Acente mi distribütör mü?
Uluslararası ticarette müşteri ilişkileri yönetiminde en çok zorluk çekilen konu bence, müşterimizin nezdinde sürekli gündemde olabilmektir.
Özlü sözün ifade ettiği gibi “Gözden ırak olan, gönülden de ırak olur.”
Sakın bana “Günümüzün iletişim olanakları, yüz yüze gelmeye pek gerek bırakmıyor” demeyin. Zira kişisel temasın halâ fazlasıyla önem taşıdığını örnekleriyle görüyoruz.
İşler bağlanıp iş akışı sağlandıktan sonra operasyonel düzeyde günlük iletişim için zaten günümüzün iletişim araçlarının sağladığı kolaylıkları kullanmak çok olağan.
Ancak benim söylediğim müşterinin beklenti ve ihtiyaçlarını kaynağında belirlemek.
Fuarlar neden halâ güncelliğini koruyor?
Ürünleri fiziksel olarak görüp mümkünse deneyimlemek mi sadece?
Bu kadar basit değil dostlar…
Bizler halâ karşımızda kanlı canlı bir muhatap görmeyi bekliyoruz.
El sıkışıp, gözlerine bakıp, beden dilini algılamaya çalışıyoruz.

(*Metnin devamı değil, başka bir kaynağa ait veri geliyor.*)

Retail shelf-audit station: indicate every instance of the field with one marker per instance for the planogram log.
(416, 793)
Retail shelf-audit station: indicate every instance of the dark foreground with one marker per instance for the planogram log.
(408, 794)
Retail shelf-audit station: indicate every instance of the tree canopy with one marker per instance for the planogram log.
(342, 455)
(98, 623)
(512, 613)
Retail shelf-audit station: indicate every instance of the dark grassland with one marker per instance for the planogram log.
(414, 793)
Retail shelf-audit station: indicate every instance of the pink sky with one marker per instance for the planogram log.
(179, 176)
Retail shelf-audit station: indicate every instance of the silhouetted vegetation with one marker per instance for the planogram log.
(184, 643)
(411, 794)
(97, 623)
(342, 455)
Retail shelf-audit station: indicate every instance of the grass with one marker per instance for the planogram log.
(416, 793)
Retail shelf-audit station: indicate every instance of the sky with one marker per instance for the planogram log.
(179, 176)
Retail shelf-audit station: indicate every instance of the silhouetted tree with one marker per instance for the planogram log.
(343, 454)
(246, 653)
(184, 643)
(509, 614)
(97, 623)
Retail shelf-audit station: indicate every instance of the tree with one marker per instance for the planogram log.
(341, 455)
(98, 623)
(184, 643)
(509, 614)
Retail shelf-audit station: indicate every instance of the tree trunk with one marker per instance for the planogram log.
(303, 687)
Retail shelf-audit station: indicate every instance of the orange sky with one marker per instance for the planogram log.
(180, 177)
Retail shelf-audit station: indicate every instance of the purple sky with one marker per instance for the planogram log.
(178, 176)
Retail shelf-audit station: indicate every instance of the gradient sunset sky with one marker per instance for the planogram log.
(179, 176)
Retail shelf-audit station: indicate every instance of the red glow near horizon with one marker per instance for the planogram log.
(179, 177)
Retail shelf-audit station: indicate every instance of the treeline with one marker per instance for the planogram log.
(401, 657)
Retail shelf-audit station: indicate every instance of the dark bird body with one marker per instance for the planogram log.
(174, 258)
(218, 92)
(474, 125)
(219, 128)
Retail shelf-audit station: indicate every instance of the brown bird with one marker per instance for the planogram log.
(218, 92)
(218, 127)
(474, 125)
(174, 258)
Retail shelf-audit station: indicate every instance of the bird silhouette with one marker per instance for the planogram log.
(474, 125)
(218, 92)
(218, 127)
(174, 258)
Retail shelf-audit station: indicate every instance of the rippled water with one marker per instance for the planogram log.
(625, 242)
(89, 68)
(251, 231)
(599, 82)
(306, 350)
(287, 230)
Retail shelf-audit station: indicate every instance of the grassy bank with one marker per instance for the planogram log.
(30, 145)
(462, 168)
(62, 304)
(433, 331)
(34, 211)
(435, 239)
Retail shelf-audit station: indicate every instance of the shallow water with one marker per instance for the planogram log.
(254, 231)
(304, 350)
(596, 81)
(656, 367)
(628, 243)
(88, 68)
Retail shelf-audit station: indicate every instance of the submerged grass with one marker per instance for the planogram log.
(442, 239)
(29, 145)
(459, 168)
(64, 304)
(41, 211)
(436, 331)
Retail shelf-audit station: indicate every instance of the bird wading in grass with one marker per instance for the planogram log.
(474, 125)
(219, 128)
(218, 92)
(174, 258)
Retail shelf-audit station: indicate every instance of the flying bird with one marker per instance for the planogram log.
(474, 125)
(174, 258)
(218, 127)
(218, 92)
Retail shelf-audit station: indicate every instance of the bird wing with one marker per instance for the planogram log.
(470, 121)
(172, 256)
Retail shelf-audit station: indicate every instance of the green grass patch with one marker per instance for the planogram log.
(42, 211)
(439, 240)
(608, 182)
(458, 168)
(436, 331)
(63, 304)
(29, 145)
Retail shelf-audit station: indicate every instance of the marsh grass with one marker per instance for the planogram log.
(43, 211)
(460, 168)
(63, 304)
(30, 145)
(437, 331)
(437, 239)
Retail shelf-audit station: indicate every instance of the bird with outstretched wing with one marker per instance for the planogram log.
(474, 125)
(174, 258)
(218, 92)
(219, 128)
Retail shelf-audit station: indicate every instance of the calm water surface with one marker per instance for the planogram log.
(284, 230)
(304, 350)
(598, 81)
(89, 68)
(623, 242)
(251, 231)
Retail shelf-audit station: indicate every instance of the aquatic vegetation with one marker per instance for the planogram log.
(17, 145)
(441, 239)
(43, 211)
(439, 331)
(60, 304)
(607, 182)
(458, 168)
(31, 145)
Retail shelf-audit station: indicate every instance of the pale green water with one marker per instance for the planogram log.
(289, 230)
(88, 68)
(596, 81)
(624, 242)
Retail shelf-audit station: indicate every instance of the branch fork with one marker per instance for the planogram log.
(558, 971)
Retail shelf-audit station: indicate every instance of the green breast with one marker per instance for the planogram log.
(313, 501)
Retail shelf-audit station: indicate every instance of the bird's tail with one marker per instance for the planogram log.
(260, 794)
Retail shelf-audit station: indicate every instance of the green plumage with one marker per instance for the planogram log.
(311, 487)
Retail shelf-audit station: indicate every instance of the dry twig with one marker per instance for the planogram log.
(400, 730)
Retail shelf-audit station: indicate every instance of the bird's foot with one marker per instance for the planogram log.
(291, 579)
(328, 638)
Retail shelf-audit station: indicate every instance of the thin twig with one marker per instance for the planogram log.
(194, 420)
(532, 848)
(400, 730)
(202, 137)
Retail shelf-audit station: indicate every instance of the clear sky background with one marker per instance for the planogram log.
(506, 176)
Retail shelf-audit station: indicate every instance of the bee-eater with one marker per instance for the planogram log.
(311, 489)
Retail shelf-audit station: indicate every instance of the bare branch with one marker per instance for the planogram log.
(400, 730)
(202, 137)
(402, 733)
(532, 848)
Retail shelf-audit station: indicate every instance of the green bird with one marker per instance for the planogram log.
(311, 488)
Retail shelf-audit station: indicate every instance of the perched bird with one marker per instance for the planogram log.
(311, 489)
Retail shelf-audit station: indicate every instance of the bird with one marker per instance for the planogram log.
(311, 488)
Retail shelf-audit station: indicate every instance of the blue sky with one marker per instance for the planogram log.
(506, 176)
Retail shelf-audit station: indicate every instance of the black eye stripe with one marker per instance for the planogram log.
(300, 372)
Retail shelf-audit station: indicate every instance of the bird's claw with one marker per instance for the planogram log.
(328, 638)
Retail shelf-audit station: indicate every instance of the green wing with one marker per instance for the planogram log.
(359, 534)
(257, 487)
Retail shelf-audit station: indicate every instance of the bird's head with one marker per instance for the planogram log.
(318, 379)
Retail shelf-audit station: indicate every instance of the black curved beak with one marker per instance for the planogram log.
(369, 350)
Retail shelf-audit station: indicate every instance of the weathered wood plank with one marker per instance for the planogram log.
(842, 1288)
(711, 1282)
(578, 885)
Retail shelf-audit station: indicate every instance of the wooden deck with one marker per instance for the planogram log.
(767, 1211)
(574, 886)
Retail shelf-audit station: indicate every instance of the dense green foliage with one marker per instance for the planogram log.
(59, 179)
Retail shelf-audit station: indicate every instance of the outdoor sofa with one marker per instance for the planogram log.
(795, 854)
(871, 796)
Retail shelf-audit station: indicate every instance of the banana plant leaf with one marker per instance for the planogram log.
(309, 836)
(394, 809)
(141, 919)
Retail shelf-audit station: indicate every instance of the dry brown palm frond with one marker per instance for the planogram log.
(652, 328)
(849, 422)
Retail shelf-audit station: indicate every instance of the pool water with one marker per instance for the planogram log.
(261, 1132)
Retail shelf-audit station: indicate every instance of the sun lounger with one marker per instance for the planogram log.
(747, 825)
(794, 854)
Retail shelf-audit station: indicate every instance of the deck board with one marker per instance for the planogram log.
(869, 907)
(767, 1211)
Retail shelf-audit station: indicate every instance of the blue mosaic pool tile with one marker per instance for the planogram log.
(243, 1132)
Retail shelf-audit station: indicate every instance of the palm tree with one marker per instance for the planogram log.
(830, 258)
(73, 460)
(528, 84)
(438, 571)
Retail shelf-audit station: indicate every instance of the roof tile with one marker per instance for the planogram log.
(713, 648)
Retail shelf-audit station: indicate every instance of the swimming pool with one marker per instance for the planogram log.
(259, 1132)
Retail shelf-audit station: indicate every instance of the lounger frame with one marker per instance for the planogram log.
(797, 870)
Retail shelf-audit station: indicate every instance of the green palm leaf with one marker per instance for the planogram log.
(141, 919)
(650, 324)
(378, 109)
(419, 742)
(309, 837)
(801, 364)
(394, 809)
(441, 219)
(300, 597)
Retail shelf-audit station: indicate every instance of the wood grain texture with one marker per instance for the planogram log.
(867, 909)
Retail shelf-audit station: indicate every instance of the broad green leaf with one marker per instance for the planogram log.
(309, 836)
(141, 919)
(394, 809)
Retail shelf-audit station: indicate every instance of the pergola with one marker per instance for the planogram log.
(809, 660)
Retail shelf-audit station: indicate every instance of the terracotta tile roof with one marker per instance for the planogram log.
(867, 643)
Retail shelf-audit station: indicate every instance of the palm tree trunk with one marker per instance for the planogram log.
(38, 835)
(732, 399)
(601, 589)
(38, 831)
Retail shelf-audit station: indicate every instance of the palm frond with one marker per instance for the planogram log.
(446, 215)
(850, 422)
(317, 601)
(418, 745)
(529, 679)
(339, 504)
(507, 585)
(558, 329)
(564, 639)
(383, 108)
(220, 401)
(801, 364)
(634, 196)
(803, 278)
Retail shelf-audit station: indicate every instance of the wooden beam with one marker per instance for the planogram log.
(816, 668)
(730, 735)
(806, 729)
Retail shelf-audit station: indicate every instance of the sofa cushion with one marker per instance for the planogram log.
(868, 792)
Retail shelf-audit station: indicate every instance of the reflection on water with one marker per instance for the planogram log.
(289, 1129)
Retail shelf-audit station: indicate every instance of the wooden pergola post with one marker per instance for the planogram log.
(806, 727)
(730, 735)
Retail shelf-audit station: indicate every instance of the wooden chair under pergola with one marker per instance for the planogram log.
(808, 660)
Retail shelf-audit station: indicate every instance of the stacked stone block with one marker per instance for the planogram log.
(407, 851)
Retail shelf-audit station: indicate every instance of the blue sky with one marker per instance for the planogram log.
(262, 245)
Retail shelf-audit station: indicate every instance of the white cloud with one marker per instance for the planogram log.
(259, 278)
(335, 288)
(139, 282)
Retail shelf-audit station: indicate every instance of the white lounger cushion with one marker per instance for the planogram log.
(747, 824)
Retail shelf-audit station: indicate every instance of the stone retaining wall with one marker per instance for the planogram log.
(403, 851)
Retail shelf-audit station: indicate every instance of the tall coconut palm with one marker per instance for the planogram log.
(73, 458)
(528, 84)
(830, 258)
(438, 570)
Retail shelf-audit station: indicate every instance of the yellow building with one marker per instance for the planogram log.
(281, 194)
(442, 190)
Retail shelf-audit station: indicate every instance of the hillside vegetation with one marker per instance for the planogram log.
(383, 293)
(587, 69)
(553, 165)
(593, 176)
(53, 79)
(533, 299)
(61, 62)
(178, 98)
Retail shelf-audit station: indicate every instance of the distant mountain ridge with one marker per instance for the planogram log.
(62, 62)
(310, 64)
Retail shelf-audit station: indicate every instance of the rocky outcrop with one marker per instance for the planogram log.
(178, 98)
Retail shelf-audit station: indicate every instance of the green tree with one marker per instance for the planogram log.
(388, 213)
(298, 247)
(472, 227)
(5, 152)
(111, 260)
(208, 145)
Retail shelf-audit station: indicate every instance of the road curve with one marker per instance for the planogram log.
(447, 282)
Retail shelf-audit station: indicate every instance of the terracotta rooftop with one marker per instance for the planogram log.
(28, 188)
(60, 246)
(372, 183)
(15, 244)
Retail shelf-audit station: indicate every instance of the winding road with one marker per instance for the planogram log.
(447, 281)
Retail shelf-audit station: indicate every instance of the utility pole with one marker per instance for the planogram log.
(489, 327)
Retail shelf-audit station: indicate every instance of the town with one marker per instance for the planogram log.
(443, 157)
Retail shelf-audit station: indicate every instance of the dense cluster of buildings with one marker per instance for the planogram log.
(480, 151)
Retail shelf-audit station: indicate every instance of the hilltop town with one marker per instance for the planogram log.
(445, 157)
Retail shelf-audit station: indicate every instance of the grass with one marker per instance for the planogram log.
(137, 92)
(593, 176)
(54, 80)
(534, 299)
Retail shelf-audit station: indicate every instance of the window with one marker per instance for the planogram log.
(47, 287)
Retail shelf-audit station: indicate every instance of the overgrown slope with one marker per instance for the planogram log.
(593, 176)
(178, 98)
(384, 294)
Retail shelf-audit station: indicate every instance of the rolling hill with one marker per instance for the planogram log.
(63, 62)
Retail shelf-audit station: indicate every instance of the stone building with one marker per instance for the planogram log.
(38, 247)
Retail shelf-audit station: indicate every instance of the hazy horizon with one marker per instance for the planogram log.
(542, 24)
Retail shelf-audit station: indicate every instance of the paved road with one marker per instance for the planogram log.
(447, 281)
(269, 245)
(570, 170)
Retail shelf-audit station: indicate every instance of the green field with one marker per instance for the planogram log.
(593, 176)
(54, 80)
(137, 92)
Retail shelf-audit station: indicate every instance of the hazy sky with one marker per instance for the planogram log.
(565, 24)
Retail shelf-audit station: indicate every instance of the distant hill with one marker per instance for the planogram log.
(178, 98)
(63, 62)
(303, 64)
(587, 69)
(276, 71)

Hatta bu yüz yüze görüşmeler belli bir sayıya ve belirli bir seviyeye erişmeden iş yapmayanların sayısı halâ çok yüksek.
E-ticareti buraya karıştırmayalım…
Bireysel pazardaki gücüne şapka çıkartırım amma kurumsal pazardaki konumu yok gibi.
Bir uluslararası e-ticaret portalı ile epeyce detaylı görüşmelerim olmuştu. Ancak onların çalışmaları da “Commodity / Emtia” diye tanımlanan ürünler üzerine idi ve ağırlıklı olarak tahıl alım satımı için e-ticaret zemini sağlıyorlardı. İlerleyen yıllarda ve bu teknolojik gelişme hızıyla olaylar nereye varır bilemem. Onu fütüristlere bırakıyorum.
Her an müşterinin karşısında olmanın da bir maliyeti var elbette.
Euro, ABD Doları kurlarının da geldiği yerden bakınca seyahat maliyetleri korkutucu oluyor.
Çare nedir o zaman?
Dış pazarlarda temsilci/acente kullanmak ve daha güzeli bir distribütör bulmak.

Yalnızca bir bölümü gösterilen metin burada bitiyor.